第83話「小倉競馬場へ行こう!」

 小倉こくら駅はすべての新幹線が停まるような大きな駅だから、駅ビルも巨大で、そのビルの3階部分にモノレールが突っ込んでくるようになっている。


 小倉駅から小倉競馬場に行くのに、最も手っ取り早い方法はモノレールに乗ることであり、それ以外は非効率的だ。


 親父が若い頃、「いつもモノレールに乗るのは退屈だから」と、モノレール以外の移動手段……たとえば西鉄バスとか、JRとか、タクシーとか……をあれこれ試してみたものの、どれも結局、運賃・所要時間ともにモノレールにはかなわなかったらしい。


 親父は一度、小倉駅に早朝に着きすぎてヒマだったので、徒歩で競馬場まで行ったことがあるらしいが、モノレールだと約10分で着くのに、徒歩だと1時間半もかかったらしい。


 いくらヒマだからって、なんでその距離……と言っても、小倉駅から小倉競馬場までは約5キロだが……を歩いてみようと思ったのだろうか? これがいわゆる「若気の至り」というやつなのか……いや、親父は今でも、外出時に謎行動をすることが多くて、とても「不惑」の40代とは思えないのであるが……


 閑話休題、北九州モノレールは基本的に10分おきに運行されており、俺たち家族が乗ったのは9時ちょうどに、小倉駅を発車するモノレールだった。


 さすがに朝の9時の時点で満員なんてことはなく、余裕で座れたが、車内にいる人の大半は、競馬新聞かスポーツ新聞を読んでいるおじさんで、一目で競馬目当てだとわかった……かく言う俺の親父もコンビニで買った競馬ブックを、俺の左隣の席に座りながら熱心に読んでいた。


 そんな親父のことを、親父の左隣の席に座っていたチカさんが微笑みながら見つめていた。







 モノレールは何事もなく、9時10分頃に競馬場前駅に到着し、親父は我先にとモノレールを降り、俺とチカさんを置き去りにして駆けていった。


 別にいつものことなので、俺もチカさんも焦ることなく、ゆっくりとエスカレーターを降りて、改札から外に出た。


 北九州モノレールの競馬場前駅と小倉競馬場の入口は直結していて、駅舎の外に出ることなく、競馬場に入場することができる。


 親父が駆けていったのは、その入場時に必要な入場券を買いに行ったからである。


 小倉競馬場の入場料はたったの100円なので、3人で300円。


 入場券は自動販売機では売られていなくて、入場券売場のお姉さんに100円玉を渡して売ってもらうシステムで、そうしてゲットした薄っぺらい紙の入場券を、緑色の派手な服で着飾ったモギリのお姉さんに手渡して、半券を受け取れば入場することができる。


 ちなみに、入場券を買わないと入れないのは、競馬が開催されている時だけで、競馬が開催されておらず、場外発売しか行われていない時は、入場無料である。


 閑話休題、親父は入場するとまず、タダでもらえるレーシングプログラムを取り、そのあとは俺に1000円札を3枚渡してきた。


「ほれ、3000円もあれば飢え死にすることはないだろう。

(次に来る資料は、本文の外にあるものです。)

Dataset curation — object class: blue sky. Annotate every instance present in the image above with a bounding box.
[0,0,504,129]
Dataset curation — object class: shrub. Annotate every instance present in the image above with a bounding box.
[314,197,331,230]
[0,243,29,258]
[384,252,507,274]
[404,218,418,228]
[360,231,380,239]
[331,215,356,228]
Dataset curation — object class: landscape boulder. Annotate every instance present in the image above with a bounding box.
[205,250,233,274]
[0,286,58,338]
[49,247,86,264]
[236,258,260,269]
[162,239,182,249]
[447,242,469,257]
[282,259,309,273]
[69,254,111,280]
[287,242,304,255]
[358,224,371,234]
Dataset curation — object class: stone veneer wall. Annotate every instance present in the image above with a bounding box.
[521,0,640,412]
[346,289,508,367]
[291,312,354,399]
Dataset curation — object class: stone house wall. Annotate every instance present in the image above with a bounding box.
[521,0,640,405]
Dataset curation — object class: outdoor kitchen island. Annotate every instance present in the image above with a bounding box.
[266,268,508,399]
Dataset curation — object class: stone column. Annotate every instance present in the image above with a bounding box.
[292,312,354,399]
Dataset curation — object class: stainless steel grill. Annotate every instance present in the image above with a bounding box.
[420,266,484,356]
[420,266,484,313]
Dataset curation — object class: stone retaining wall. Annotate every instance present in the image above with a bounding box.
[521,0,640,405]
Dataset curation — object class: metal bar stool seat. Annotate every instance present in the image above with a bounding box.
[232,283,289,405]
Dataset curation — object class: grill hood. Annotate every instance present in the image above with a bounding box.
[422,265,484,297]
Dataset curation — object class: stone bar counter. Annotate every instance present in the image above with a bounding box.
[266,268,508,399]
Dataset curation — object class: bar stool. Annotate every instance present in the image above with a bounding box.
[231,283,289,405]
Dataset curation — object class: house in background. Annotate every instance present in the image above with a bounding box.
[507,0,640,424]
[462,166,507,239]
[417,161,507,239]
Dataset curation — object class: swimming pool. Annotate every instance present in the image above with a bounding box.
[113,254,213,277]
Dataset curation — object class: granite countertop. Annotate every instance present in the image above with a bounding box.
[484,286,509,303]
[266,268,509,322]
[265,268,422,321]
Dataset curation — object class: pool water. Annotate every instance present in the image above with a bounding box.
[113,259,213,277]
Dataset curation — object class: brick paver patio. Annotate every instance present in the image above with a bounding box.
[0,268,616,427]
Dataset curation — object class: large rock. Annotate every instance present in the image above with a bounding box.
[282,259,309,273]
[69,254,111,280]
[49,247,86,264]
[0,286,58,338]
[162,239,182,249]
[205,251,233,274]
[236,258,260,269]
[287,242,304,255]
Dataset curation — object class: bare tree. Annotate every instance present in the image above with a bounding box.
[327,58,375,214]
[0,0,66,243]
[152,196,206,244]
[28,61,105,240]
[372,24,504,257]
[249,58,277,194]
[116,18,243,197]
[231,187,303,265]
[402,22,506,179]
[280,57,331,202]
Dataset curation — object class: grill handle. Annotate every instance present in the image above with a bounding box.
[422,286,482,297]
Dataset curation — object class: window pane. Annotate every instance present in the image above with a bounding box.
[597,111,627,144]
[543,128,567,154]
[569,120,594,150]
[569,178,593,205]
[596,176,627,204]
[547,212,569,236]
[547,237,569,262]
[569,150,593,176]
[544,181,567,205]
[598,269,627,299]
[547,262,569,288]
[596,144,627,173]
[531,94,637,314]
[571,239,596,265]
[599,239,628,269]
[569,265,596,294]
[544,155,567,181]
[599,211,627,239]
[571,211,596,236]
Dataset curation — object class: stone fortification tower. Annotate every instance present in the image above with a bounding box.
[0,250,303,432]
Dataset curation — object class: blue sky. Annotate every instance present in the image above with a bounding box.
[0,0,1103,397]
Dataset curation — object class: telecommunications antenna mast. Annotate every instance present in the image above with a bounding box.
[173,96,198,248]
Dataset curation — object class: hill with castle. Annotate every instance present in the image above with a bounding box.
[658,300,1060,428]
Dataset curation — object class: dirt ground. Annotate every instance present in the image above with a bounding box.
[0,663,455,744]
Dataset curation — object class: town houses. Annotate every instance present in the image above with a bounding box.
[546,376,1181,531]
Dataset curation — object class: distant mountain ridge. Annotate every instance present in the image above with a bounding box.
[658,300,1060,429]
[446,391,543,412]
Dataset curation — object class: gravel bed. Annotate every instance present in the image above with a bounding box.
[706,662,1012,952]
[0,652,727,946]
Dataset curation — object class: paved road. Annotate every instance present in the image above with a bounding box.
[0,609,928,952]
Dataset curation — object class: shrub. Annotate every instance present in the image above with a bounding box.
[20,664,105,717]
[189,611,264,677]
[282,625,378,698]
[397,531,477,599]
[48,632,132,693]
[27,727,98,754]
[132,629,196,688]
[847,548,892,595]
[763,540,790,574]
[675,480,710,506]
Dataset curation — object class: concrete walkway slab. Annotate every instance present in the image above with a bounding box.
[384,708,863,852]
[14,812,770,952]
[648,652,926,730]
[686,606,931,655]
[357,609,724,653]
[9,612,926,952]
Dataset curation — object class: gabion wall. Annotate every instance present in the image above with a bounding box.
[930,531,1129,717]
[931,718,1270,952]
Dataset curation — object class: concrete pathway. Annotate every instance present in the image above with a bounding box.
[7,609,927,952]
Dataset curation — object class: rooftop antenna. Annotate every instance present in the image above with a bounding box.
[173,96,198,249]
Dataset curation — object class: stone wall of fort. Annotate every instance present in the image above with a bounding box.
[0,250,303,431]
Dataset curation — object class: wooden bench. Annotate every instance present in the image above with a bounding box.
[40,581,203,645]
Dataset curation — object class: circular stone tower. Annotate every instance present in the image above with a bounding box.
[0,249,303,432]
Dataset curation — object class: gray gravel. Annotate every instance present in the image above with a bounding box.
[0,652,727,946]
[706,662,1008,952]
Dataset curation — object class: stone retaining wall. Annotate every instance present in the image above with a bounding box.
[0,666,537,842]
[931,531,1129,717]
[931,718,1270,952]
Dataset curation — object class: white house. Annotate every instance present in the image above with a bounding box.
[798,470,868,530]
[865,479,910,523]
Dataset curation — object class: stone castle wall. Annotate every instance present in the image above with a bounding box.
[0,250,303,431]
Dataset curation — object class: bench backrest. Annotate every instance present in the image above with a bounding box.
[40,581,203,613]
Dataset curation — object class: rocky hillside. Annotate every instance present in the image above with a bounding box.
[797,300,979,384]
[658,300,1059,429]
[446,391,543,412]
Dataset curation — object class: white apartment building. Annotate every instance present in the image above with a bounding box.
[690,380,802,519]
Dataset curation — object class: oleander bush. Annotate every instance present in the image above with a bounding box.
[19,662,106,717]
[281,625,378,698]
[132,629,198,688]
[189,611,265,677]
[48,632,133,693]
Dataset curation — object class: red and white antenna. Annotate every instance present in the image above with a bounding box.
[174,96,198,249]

それじゃあな」


「あっ、ちょっと待ってくださいよ、慶彦よしひこさん! じゃあ坊っちゃん、何かあったら電話してくださいね」


 親父は俺に別れを告げると、さっさとパドックの方へ駆けていき、チカさんはそれを追いかけていった。


 つまり俺は置き去りにされたわけだが、別になんとも思うことはなかった。


 俺が小倉競馬場に来るのが今日初めて……なんてわけもなく、子供の頃から何度も何度も親父に連れてこられていて、正直、もう新鮮味はかけらもなかった。


 競馬場の隅から隅まで、一般のファンが入れるゾーンはすべて行ったことがあるし、パドックで馬を見たとて、馬券を買えない俺には特に意味がない。


 競馬のレース自体に興味はあるので、レースは外で見るけど、それ以外の時は涼しい室内で、大人しくしていたいというのが本音だった。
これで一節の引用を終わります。